6 Replies Latest reply: Nov 3, 2009 5:06 PM by 843789 RSS

    large arraylist running out of memory, what are my options?

    843789
      Hi

      I have a program that needs to load a very large csv file (2meg file, 192718 items) - I have a loop going through adding each item to as a new arraylist item.

      while ((line = bufRdr.readLine()) != null) {
           StringTokenizer st = new StringTokenizer(line, "\n");
           while (st.hasMoreTokens()) {
                // get next token and store it in the array
                String word = st.nextToken().toUpperCase();
                boolean containsApostrophe = false;
                if(word.indexOf('\'') != -1)
                     containsApostrophe = true;
                if (word.length() > 3 && !containsApostrophe)
                {
                     char[] wordCh = word.toCharArray();
                     Word newWord = new Word(wordCh);
                     words.add(newWord);
                     System.out.println(words.size());
                }
           }
      }
      After about 17 thousand the console (in eclipse) starts displaying memory addresses and nothing else, eg:

      com.package.example.Word@1e41969, com.package.example.Word@407d11

      etc.

      I would like to take all these in once, and then save them (as an arraylist) to a file so I don't have to do it again. What are my options?
        • 1. Re: large arraylist running out of memory, what are my options?
          796447
          edzillion wrote:
          I would like to take all these in once, and then save them (as an arraylist) to a file so I don't have to do it again. What are my options?
          Don't store the whole enchilada in memory at the same time unless you really need to. I doubt you really need to; that this is just your current approach and the only way you've thought of.
          • 2. Re: large arraylist running out of memory, what are my options?
            DrClap
            while ((line = bufRdr.readLine()) != null) {
              StringTokenizer st = new StringTokenizer(line, "\n");
            The first line of code says you're reading from the file one line at a time. So your "line" variable will contain a line of code. It can't contain a new-line character, so that makes the StringTokenizer pointless. It will only produce one token for each line.
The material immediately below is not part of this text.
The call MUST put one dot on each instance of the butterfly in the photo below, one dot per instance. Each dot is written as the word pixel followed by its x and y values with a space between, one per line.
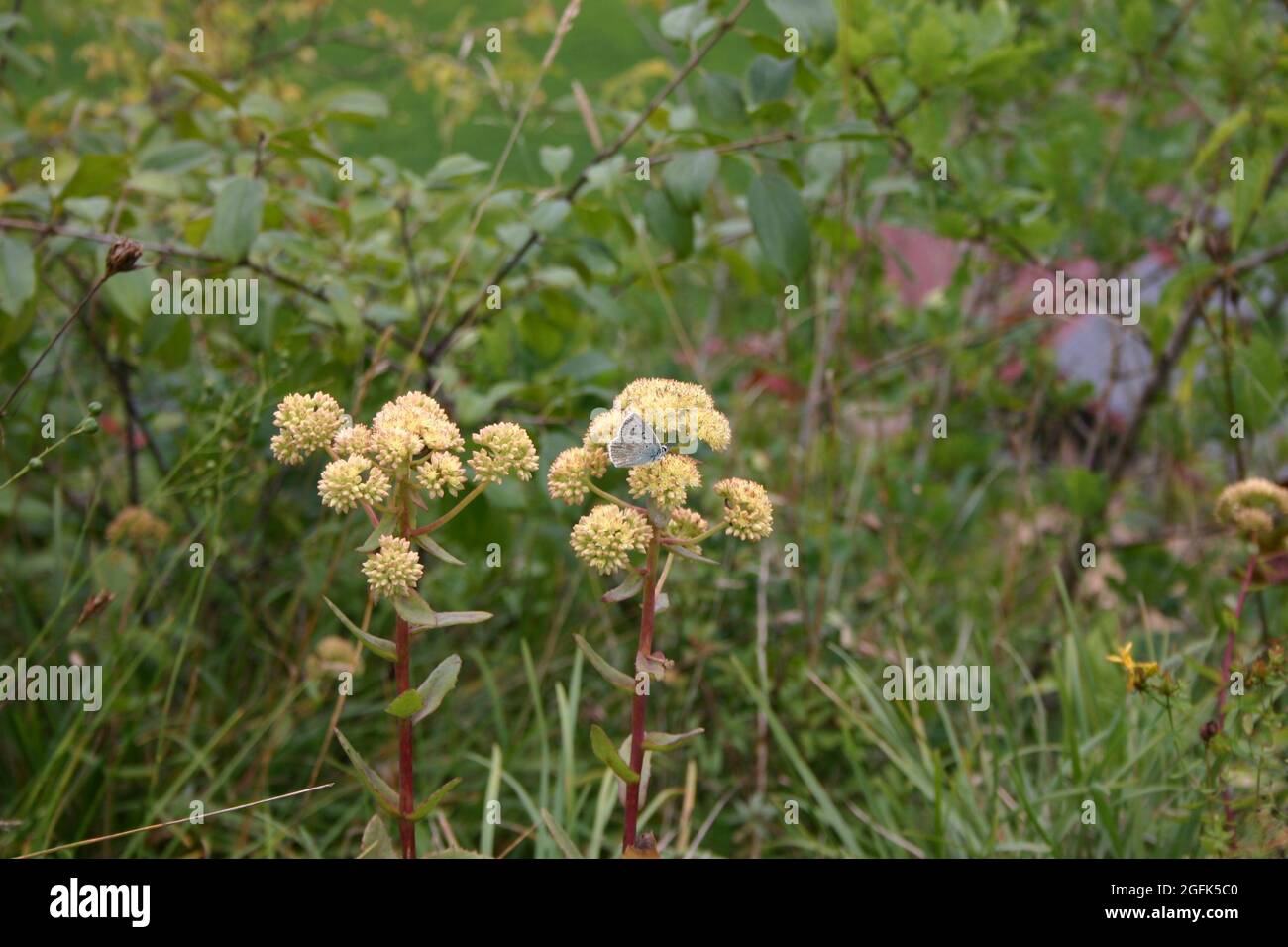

            Edit: you said you were reading a "csv" file. That suggests you have tokens delimited by commas. So maybe you should have used a comma as your delimiter and not a new-line character?
            boolean containsApostrophe = false;
            if(word.indexOf('\'') != -1)
              containsApostrophe = true;
            It would be shorter and simpler to write those three lines of code as one line:
            boolean containsApostrophe = word.indexOf('\'') != -1;
            • 3. Re: large arraylist running out of memory, what are my options?
              843789
              boolean containsApostrophe = word.indexOf('\'') != -1;
              nice. I am not a very experienced coder so I tend to write things out rather verbosely.

              I suppose I don't need to load them all into memory; but what if I did? 2 meg doesn't seem all that large... It is just a words file and I originally thought I would just have a mechanism to load multiple files into memory and select them for various tasks.
              • 4. Re: large arraylist running out of memory, what are my options?
                796447
                edzillion wrote:
                I suppose I don't need to load them all into memory; but what if I did?
                Then you have to give the VM the expected max heap size you think it needs.
                java -?
                for details on the VM arguments you can provide it with.

                But always consider the scaleability of the program. If today you only process 2MB size files and give it enough memory to accommodate that, tomorrow you may need to process even larger files. You don't want to end up having to give all the available memory to the VM at best, and at worst not be able to give it enough without installing more memory, do you?

                Edit: Actually at worst, you could end up never being able to give it enough memory because there's an upper limit anyway, and you could "need" more than that. So then you'd be forced to re-design it. Might as well start now.
                • 5. Re: large arraylist running out of memory, what are my options?
                  DrClap
                  edzillion wrote:
                  I suppose I don't need to load them all into memory; but what if I did? 2 meg doesn't seem all that large...
                  Well, it isn't. But you convert the 2 meg file into 2 million Unicode characters (which take two bytes each), so there's 4 megabytes. Then you're creating a list of Word objects, which are comprised of fragments of that file, so there's another 4 megabytes, or probably more depending on what's in the Word class.

                  People will tell you not to optimize until you have to. And I'm one of those people. But on the other hand there's absolutely no reason to read everything into memory and then write the cooked version out at the end, at least not in your case. So why do it?
                  • 6. Re: large arraylist running out of memory, what are my options?
                    843789
                    edzillion wrote:
                    After about 17 thousand the console (in eclipse) starts displaying memory addresses and nothing else, eg:

                    com.package.example.Word@1e41969, com.package.example.Word@407d11
                    I've never seen the number of elements effect how an object's toString method works.

                    Did you actually override Word.toString()?